Ein paar Straßen weiter, jenseits des geborstenen Deichs, der den Lower Ninth Ward ersaufen ließ, sagt Shaline LeDoux schüchtern, dass sie sich „schlecht fühlt“. Die afroamerikanische Krankenhaussekretärin und ihr Mann haben durch „Katrina“ das Haus verloren, das sie sich wenige Monate zuvor, nach zahlreichen Entbehrungen, gekauft hatten. „Ich musste mir noch nie von jemandem helfen lassen“, sagt LeDoux leise, als entschuldige sie sich dafür, überhaupt hier zu sein. Mit ihrer Schwägerin ist sie zu Common Ground Relief, einer kleinen privaten Hilfsorganisation, gekommen. Zum ersten Mal macht sie „so was“. Die beiden laden Dosenmöhren und Suppenpulver in ihr Auto. „Man sagt jetzt über uns, dass wir nur rumsitzen und nichts tun“, sagt LeDoux leise, „das stimmt auch, denn ich warte jeden Tag auf Lebensmittelmarken, auf Behördenbescheide, auf Strom, auf Gas, auf Gutachter, das ist entwürdigend. Schlimm, nein, das ist überhaupt das Schlimmste“, verbessert sie sich. Sie, ihr Mann und die Familie der Schwägerin leben seit drei Wochen gemeinsam in einer der „Trailer“ genannten mobilen Notunterkünfte auf der anderen Flussseite. Fast fünf Monate haben sie darauf gewartet. Die Schwägerin hat ihren Fema-Trailer noch immer nicht erhalten, obwohl auch ihr Haus völlig zerstört ist.

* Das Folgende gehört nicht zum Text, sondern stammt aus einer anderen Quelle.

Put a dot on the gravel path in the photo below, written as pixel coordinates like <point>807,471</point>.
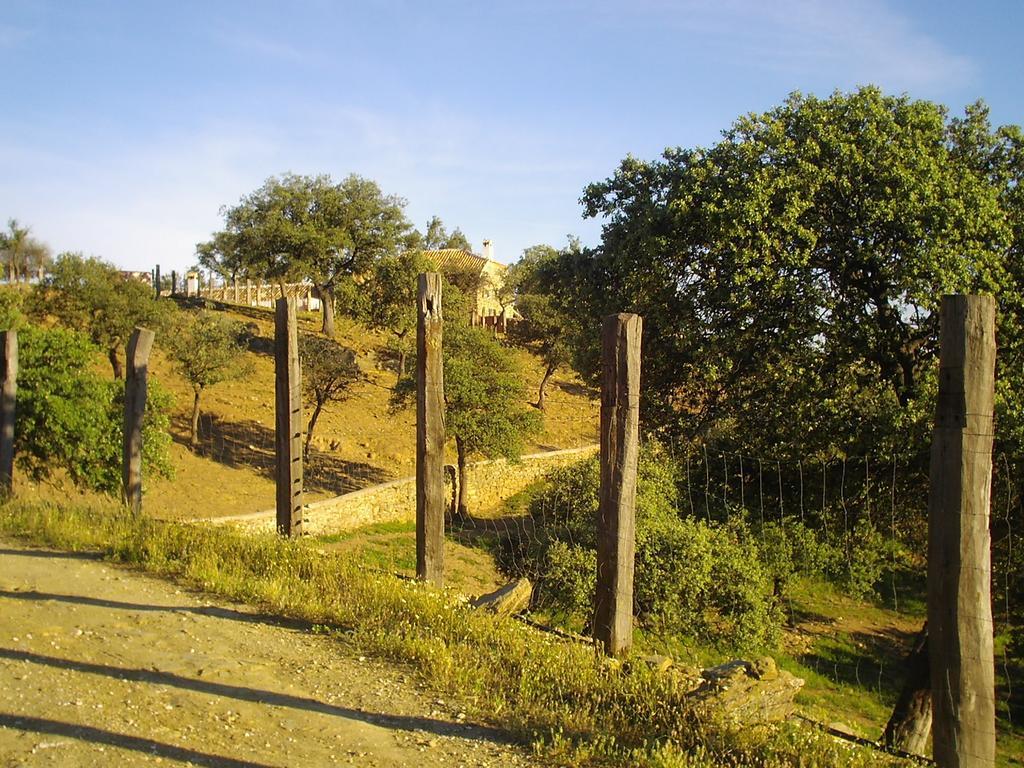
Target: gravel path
<point>100,666</point>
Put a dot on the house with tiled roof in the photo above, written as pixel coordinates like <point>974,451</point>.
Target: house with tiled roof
<point>481,276</point>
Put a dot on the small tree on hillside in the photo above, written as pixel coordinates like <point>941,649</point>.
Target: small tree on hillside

Ein paar Ecken weiter, hinter Bergen von Abfall, Schutt und Trümmern, gibt es ein kleines Handgemenge. In dem nahezu menschenleeren Viertel sind eine schwarze Frau und ein älterer, verwahrlost wirkender schwarzer Mann aneinander geraten. Erst als er verschwunden ist, beruhigt sich Corbe Johnson. „Die kommen jetzt und plündern, was das Zeug hält, das ist eine Schweinerei.“ „Die“, das sind die schwarzen Habenichtse, die, die „Katrina“ entwurzelt hat, die es ohnehin zu nichts gebracht haben.

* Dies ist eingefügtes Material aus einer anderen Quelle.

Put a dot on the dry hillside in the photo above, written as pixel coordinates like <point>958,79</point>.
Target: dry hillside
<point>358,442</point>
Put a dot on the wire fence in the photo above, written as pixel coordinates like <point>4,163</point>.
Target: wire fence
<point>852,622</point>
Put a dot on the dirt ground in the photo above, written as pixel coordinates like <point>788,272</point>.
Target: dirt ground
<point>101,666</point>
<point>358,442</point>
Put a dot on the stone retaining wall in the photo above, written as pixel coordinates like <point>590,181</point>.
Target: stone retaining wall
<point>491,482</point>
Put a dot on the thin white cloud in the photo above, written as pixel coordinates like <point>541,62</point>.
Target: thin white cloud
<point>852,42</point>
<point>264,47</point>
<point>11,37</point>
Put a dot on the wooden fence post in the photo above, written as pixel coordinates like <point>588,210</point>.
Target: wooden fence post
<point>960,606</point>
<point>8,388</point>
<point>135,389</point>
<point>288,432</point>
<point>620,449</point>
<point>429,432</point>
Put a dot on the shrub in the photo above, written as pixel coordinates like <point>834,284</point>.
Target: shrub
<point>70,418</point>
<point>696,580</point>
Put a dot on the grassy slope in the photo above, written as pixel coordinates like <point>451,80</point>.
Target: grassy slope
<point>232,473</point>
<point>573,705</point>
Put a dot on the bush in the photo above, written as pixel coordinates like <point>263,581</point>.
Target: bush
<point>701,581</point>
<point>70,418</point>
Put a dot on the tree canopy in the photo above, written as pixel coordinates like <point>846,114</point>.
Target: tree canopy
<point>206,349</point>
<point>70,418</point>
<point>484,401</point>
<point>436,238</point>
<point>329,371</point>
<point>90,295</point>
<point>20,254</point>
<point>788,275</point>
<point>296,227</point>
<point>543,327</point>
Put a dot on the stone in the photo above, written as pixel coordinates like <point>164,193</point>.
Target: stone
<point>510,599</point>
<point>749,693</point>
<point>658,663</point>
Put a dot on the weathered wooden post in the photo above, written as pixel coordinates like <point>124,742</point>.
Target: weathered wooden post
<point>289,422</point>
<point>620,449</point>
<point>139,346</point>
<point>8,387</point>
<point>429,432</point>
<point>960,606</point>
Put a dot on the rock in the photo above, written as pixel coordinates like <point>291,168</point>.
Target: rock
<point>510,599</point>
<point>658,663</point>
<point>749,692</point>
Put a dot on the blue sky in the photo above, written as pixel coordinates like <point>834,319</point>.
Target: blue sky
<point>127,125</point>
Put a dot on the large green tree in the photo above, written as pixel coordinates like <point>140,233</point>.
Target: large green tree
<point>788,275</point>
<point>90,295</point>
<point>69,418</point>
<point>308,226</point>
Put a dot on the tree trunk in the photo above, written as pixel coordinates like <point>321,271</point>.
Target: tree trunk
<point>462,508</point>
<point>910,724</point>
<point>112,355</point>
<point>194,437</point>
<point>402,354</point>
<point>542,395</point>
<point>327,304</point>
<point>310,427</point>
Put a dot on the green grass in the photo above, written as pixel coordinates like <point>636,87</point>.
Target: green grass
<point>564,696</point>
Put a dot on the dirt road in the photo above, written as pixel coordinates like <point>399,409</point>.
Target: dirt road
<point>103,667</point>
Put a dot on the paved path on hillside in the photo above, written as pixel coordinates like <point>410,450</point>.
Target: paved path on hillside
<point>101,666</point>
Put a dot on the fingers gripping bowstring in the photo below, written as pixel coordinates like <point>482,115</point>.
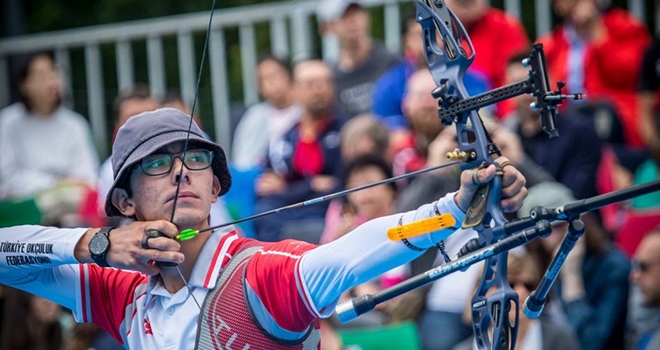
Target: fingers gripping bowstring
<point>185,146</point>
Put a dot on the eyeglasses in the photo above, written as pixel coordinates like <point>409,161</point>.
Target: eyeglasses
<point>161,163</point>
<point>643,266</point>
<point>528,285</point>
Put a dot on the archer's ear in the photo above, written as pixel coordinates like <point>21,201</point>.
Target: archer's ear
<point>123,202</point>
<point>215,189</point>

Corbe Johnson ist keine von denen, sondern eine der Ersten, die sich um den Wiederaufbau kümmern in ihrer Straße, in der Wind und Wasser wundersamerweise nur mäßig gewütet haben. Drei andere Familien sind ebenfalls mit Handsägen, Hämmern und Schaufeln dabei, ihre Häuser zu räumen. Alle haben ganze Containerfüllungen verrotteter Teppiche, verschimmelter Matratzen und zerstörter Geräte auf die Straße bugsiert. Die 44-jährige allein erziehende Mutter eines Teenagers hat einen Klempner angeheuert, der gerade ihre Sanitäranlagen repariert. „Es war schwierig, die Erlaubnis zum Wiederaufbau zu bekommen“, sagt Corbe und erzählt, wie sie von Pontius zu Pilatus gerannt sei, obwohl ihr Haus kaum beschädigt wurde. „Als Schwarze musst du ja um alles kämpfen“, fasst sie ihre offenbar nicht ganz neue Lebenserfahrung zusammen.

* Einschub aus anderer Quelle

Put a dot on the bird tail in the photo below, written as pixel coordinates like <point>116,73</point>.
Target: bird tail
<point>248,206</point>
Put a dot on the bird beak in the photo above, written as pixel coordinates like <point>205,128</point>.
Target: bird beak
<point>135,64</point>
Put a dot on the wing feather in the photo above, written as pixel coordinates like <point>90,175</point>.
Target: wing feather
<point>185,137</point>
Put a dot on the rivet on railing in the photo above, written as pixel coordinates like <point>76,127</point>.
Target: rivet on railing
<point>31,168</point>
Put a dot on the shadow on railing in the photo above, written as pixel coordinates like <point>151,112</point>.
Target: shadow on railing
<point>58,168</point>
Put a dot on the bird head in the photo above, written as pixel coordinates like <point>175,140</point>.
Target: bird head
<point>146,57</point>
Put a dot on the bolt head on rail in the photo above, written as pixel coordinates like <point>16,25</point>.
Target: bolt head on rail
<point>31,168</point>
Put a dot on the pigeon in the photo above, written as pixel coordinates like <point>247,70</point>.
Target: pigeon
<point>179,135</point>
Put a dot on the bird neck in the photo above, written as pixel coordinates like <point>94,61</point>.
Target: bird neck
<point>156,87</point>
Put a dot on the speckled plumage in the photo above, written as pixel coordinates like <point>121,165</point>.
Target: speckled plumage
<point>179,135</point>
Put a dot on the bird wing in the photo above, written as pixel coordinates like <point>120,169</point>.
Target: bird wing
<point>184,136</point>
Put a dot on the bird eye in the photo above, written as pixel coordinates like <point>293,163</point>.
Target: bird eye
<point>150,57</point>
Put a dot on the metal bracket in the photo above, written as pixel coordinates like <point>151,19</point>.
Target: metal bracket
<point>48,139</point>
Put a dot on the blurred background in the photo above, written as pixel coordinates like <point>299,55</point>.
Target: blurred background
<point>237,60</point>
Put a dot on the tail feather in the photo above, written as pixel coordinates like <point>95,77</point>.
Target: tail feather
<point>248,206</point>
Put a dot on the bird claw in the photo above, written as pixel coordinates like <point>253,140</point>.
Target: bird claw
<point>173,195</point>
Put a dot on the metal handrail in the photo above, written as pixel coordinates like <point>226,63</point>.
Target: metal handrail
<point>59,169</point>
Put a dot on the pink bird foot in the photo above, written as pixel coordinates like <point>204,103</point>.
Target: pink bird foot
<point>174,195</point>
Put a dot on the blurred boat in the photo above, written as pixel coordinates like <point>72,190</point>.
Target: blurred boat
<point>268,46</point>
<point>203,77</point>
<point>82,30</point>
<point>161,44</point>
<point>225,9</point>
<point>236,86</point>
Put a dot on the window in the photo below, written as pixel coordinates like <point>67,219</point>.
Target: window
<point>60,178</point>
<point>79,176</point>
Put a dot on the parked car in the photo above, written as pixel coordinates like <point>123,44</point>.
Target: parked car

Zum Glück kennt sie sich mit Behörden aus. Sie selbst arbeitet im Jugendamt der Stadt New Orleans und ist bis Mai beurlaubt. „Zum Glück, denn sonst könnte ich das alles gar nicht schaffen.“ Nach dem Sturm war sie bei ihren Eltern im Nachbarstaat Mississippi untergekommen, später schulte sie den Sohn in einer Schule in Baton Rouge ein, der Hauptstadt Louisianas, wo beide in einem Trailer leben. Wann immer es die Behördengänge erlauben, setzt sie sich ins Auto und quält sich gemeinsam mit tausenden anderer Exilanten durch den Stau ins 50 Kilometer entfernt gelegene New Orleans.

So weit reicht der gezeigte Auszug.